Viol sur mineure : après avoir pardonné son bourreau une victime et sa mère implorent sa libération

Gabon Gabonmediatime Salle D'audience Palais De Justice De Libreville Gabon
Une vue d'une salle d'audience au tribunal de Libreville © D.R.

La Cour criminelle ordinaire de Libreville a condamné Prince Gaël Maganga à une peine de 7 ans de réclusion criminelle pour le crime de viol sur une mineure âgée de 13 ans et 9 mois au moment des faits. Une peine souple qui pourrait être justifiée par le soutien inattendu, de la victime et de sa maman, apporté au mis en cause durant sa comparution.Ce dernier devrait tout logiquement recouvrer la liberté dès juin 2020 après avoir purgé sa peine pendant sa détention préventive . 


Les jurés de la Cour criminelle ordinaire de Libreville ont été témoins d’une scène rare. En effet, durant la comparution de Prince Gaël Maganga, les plaignantes auraient sollicité la relaxe de leur bourreau. Et ce, sous prétexte qu’il aurait déjà retenu la leçon.
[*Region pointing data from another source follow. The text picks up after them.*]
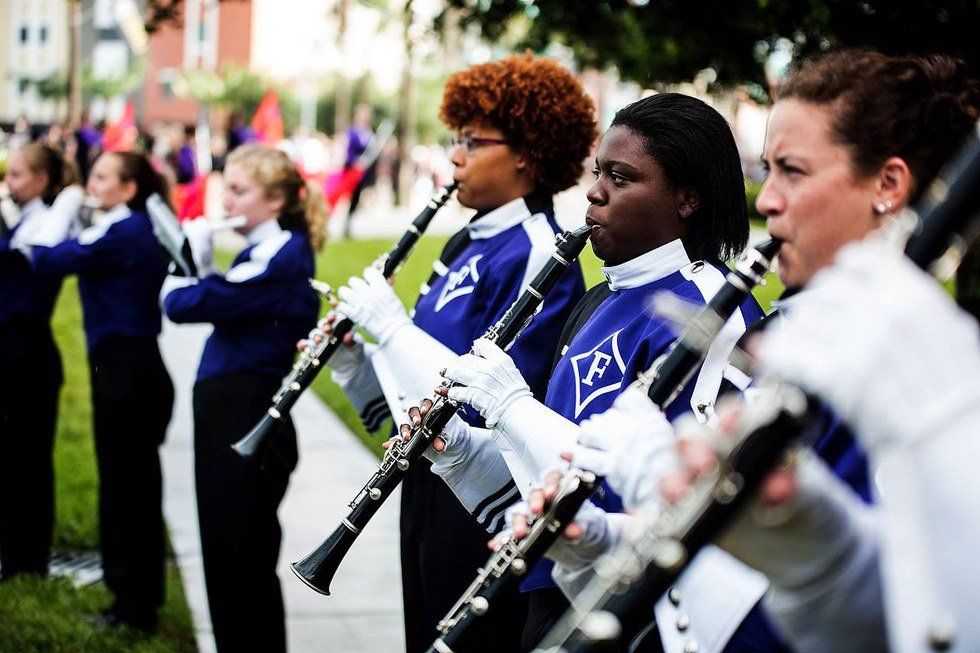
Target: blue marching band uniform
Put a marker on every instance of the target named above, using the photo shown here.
(480, 273)
(120, 268)
(259, 309)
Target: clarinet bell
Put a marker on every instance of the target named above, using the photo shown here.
(256, 442)
(318, 568)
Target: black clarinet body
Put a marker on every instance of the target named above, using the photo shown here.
(946, 217)
(664, 381)
(507, 567)
(669, 375)
(318, 568)
(257, 442)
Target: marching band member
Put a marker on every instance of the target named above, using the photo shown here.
(120, 269)
(259, 309)
(852, 138)
(523, 127)
(30, 361)
(668, 207)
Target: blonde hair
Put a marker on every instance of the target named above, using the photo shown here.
(278, 176)
(44, 159)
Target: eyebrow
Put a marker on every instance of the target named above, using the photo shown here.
(614, 162)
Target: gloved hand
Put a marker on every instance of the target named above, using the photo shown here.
(584, 540)
(489, 380)
(53, 225)
(882, 343)
(445, 448)
(347, 359)
(198, 233)
(373, 305)
(631, 444)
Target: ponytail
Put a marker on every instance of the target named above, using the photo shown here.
(303, 206)
(43, 159)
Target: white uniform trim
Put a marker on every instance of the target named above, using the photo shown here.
(709, 281)
(542, 239)
(499, 220)
(101, 228)
(262, 254)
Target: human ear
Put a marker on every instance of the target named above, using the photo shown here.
(689, 202)
(894, 184)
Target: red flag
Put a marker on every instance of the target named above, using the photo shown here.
(267, 121)
(120, 136)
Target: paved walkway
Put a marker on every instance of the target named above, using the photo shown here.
(364, 612)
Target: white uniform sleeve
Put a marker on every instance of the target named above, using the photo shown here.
(821, 557)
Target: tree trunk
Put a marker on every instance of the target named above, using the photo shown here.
(406, 112)
(74, 62)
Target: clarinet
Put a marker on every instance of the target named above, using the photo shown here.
(635, 575)
(663, 382)
(318, 568)
(320, 346)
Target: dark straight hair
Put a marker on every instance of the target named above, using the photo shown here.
(137, 168)
(695, 147)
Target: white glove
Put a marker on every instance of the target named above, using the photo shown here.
(373, 305)
(882, 343)
(631, 444)
(489, 380)
(198, 233)
(575, 558)
(52, 226)
(346, 360)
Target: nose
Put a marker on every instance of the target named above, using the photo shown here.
(596, 194)
(769, 203)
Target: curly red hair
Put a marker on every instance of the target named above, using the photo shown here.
(541, 108)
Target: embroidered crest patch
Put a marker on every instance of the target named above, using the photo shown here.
(459, 282)
(598, 372)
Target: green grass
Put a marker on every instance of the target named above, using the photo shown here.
(50, 615)
(340, 260)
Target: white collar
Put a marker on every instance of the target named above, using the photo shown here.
(500, 219)
(35, 205)
(787, 304)
(118, 213)
(647, 268)
(265, 230)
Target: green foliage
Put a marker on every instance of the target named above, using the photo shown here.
(107, 87)
(233, 87)
(672, 40)
(50, 615)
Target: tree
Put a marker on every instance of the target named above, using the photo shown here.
(666, 41)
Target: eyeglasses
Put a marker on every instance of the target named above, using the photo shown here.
(471, 143)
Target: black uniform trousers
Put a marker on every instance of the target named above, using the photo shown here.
(132, 400)
(442, 547)
(30, 380)
(237, 502)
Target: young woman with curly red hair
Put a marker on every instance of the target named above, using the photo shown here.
(523, 127)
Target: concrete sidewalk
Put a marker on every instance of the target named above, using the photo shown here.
(364, 611)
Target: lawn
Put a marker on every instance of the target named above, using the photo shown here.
(339, 260)
(49, 615)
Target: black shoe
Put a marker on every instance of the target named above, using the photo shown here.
(113, 618)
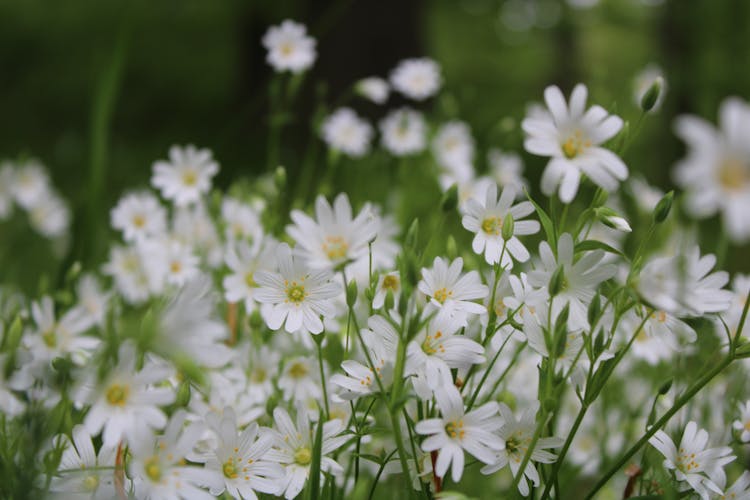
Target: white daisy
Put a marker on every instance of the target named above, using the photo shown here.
(345, 131)
(485, 216)
(417, 79)
(456, 431)
(451, 293)
(403, 132)
(139, 215)
(517, 434)
(572, 136)
(701, 468)
(373, 88)
(334, 236)
(289, 47)
(716, 171)
(186, 177)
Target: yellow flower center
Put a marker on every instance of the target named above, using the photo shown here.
(442, 295)
(575, 144)
(90, 483)
(298, 370)
(303, 456)
(455, 429)
(229, 469)
(492, 225)
(117, 395)
(335, 247)
(153, 468)
(295, 293)
(734, 175)
(391, 282)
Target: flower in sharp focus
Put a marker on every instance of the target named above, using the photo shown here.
(743, 423)
(294, 449)
(126, 403)
(517, 434)
(485, 217)
(451, 293)
(373, 88)
(456, 431)
(417, 79)
(334, 236)
(158, 464)
(139, 215)
(83, 473)
(345, 131)
(580, 278)
(187, 176)
(403, 132)
(289, 47)
(692, 462)
(572, 137)
(238, 459)
(716, 171)
(295, 296)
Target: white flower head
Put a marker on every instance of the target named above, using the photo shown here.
(417, 79)
(295, 296)
(456, 431)
(403, 132)
(572, 137)
(289, 47)
(485, 216)
(138, 216)
(187, 176)
(373, 88)
(345, 131)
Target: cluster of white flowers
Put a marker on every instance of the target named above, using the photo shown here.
(229, 349)
(26, 184)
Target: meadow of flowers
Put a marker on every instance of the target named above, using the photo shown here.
(494, 338)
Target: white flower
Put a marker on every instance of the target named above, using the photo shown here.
(186, 176)
(188, 326)
(453, 145)
(743, 423)
(244, 260)
(417, 79)
(373, 88)
(289, 47)
(126, 403)
(82, 473)
(294, 449)
(139, 215)
(158, 464)
(456, 431)
(451, 293)
(345, 131)
(682, 285)
(31, 184)
(580, 278)
(334, 236)
(716, 171)
(701, 468)
(295, 296)
(241, 220)
(485, 217)
(238, 459)
(517, 434)
(506, 169)
(54, 337)
(403, 132)
(435, 351)
(572, 136)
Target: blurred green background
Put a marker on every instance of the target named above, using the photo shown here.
(107, 86)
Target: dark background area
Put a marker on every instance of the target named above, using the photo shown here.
(108, 86)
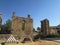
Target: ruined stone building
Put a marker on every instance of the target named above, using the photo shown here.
(45, 27)
(22, 27)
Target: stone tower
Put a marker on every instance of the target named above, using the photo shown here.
(22, 27)
(0, 20)
(45, 27)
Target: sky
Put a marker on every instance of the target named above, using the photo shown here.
(38, 9)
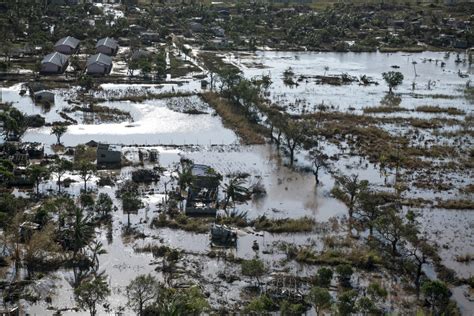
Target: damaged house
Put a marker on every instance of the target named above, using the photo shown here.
(54, 63)
(39, 93)
(109, 155)
(107, 46)
(99, 64)
(203, 192)
(67, 45)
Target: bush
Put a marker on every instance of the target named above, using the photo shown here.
(344, 272)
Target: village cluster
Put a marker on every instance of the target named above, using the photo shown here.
(98, 64)
(236, 157)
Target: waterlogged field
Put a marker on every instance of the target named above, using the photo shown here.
(426, 81)
(187, 127)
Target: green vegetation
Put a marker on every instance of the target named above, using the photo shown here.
(438, 109)
(393, 79)
(250, 133)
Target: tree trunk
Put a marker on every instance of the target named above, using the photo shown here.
(316, 175)
(351, 211)
(417, 279)
(394, 247)
(59, 184)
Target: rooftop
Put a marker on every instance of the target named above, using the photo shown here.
(68, 41)
(99, 59)
(55, 58)
(108, 42)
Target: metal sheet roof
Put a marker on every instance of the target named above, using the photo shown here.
(99, 59)
(56, 59)
(108, 42)
(68, 41)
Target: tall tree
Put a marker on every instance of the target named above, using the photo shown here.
(86, 171)
(390, 228)
(294, 132)
(37, 174)
(130, 204)
(254, 268)
(319, 161)
(349, 189)
(58, 131)
(14, 123)
(142, 291)
(235, 191)
(320, 299)
(60, 168)
(393, 79)
(90, 293)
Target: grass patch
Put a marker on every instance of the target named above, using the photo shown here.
(285, 225)
(385, 109)
(180, 67)
(102, 113)
(147, 96)
(466, 258)
(438, 109)
(456, 204)
(235, 118)
(215, 63)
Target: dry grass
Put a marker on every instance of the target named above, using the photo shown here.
(385, 109)
(456, 204)
(235, 118)
(437, 109)
(285, 225)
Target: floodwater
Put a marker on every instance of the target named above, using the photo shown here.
(446, 88)
(290, 193)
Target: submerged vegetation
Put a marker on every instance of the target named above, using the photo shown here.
(361, 208)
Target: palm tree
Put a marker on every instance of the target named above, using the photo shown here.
(58, 131)
(61, 166)
(81, 231)
(235, 190)
(38, 173)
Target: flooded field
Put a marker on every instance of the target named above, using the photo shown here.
(434, 84)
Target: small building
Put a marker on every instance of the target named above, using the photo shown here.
(109, 155)
(196, 27)
(34, 150)
(67, 45)
(107, 46)
(150, 37)
(40, 94)
(218, 31)
(203, 191)
(54, 63)
(99, 64)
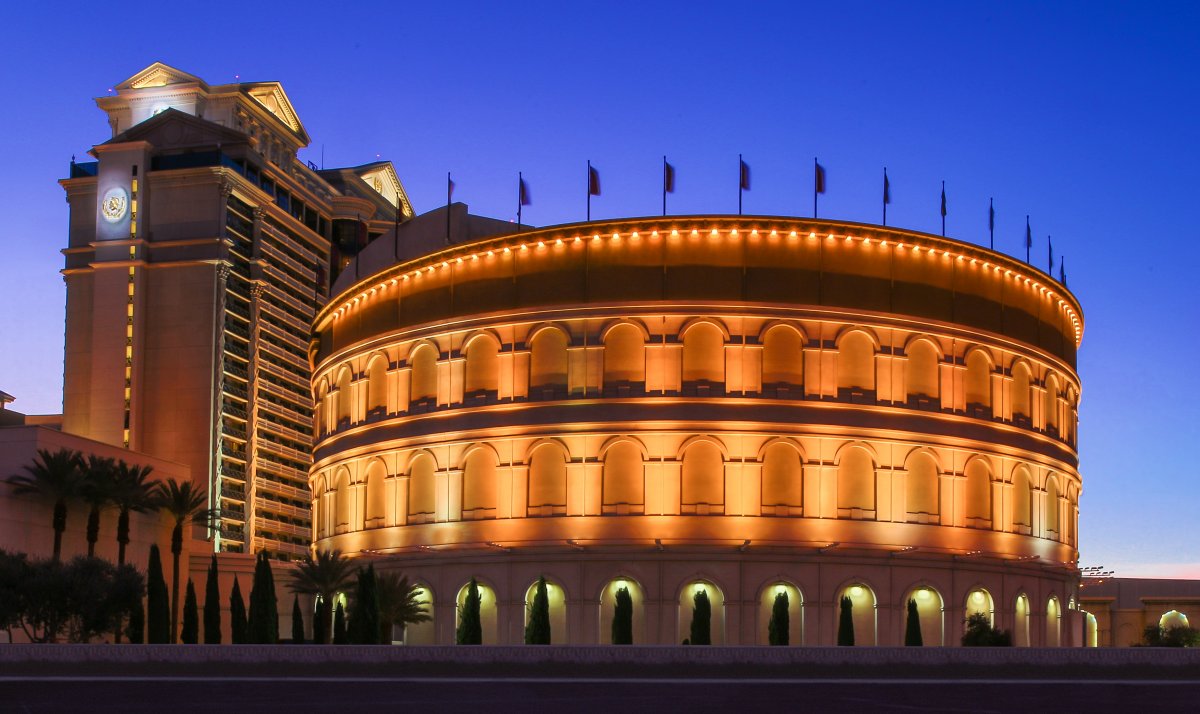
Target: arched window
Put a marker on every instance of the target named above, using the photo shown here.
(342, 497)
(377, 385)
(1051, 508)
(783, 479)
(421, 489)
(1020, 390)
(624, 355)
(703, 353)
(483, 371)
(424, 363)
(547, 359)
(922, 487)
(343, 397)
(977, 384)
(1021, 502)
(322, 409)
(703, 478)
(1054, 622)
(1051, 403)
(856, 363)
(783, 357)
(479, 484)
(547, 480)
(377, 501)
(623, 481)
(978, 491)
(922, 370)
(856, 480)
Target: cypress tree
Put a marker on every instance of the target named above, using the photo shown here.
(297, 621)
(538, 628)
(190, 633)
(623, 618)
(213, 605)
(471, 629)
(778, 629)
(340, 627)
(319, 636)
(263, 625)
(157, 601)
(237, 615)
(912, 627)
(701, 618)
(136, 630)
(846, 623)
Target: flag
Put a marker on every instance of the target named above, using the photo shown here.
(593, 181)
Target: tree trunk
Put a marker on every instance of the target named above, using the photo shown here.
(177, 549)
(93, 531)
(123, 535)
(60, 525)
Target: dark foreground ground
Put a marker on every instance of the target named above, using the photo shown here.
(229, 679)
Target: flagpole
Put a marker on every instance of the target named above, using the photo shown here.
(943, 209)
(886, 196)
(816, 173)
(991, 225)
(664, 185)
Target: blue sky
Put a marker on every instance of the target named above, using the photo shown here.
(1081, 115)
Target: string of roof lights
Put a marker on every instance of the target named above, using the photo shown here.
(463, 255)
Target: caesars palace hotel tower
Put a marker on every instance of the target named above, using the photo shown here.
(201, 249)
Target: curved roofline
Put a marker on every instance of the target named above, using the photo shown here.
(765, 222)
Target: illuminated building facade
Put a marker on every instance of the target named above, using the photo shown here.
(199, 252)
(742, 405)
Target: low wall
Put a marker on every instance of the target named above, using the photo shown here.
(598, 661)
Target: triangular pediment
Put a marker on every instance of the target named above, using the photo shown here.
(159, 75)
(173, 129)
(270, 96)
(382, 178)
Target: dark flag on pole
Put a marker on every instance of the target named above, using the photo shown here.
(667, 183)
(1029, 239)
(943, 208)
(991, 226)
(743, 180)
(522, 197)
(593, 186)
(817, 183)
(887, 195)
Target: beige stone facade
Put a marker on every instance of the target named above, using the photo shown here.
(199, 251)
(742, 405)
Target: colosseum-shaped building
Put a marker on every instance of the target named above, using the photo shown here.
(742, 405)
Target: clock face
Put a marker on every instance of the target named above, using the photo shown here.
(115, 204)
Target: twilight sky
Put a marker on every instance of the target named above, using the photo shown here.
(1084, 115)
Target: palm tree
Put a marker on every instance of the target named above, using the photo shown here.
(99, 484)
(324, 576)
(132, 493)
(57, 477)
(185, 503)
(400, 603)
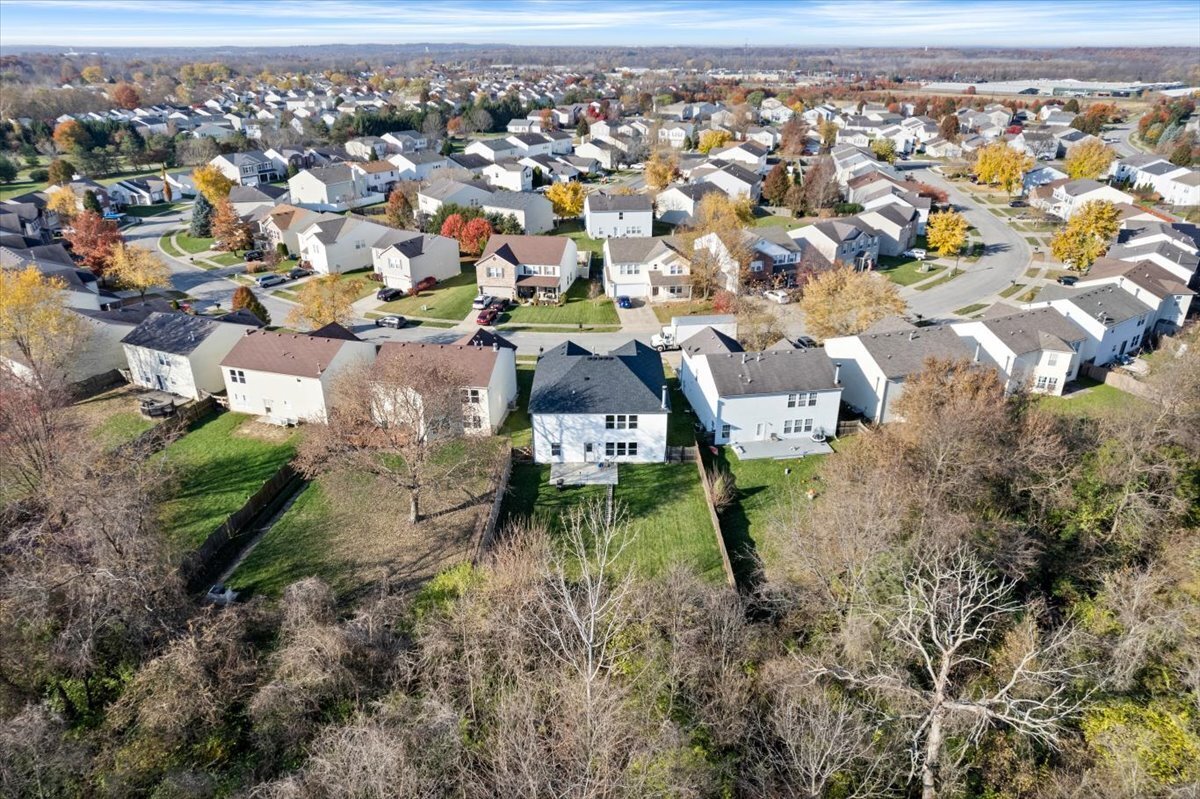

Pour rappel, en 2013 sieur Maganga gérant d’un bar, par ailleurs en couple avec la fille aînée de sa patronne, aurait abusé de la petite sœur de sa petite amie. 

Selon le récit du quotidien L’Union, l’alerte aurait été donnée par la cadette après que leur maman eut découvert un journal intime où elle révélait son idylle illégale avec son beaufrère. La maman aurait déposé plainte contre son gérant qui sera écroué à la prison de Libreville après être passé aux aveux. Il y sera gardé en détention préventive pendant 7 ans pour détournement de mineure

Durant sa comparution,  le désormais condamné aurait à nouveau reconnu les faits qui lui sont reprochés en indiquant sa désolation vis-à-vis du tort causé. En réaction, la victime aurait déclaré « J’ai déjà pardonné à Prince. Je souhaite qu’il sorte maintenant de prison ». Même son de cloche pour sa mère qui laissera parler son côté maternel et ses valeurs religieuses.  « Chrétienne, je veux que Prince soit relaxé. C’est un garçon que j’ai accueilli chez moi comme mon propre enfant. Là où il est à la prison, je lui envoie de temps en temps la nourriture et même de l’argent  », a-t-il déclaré devant une Cour effarée. 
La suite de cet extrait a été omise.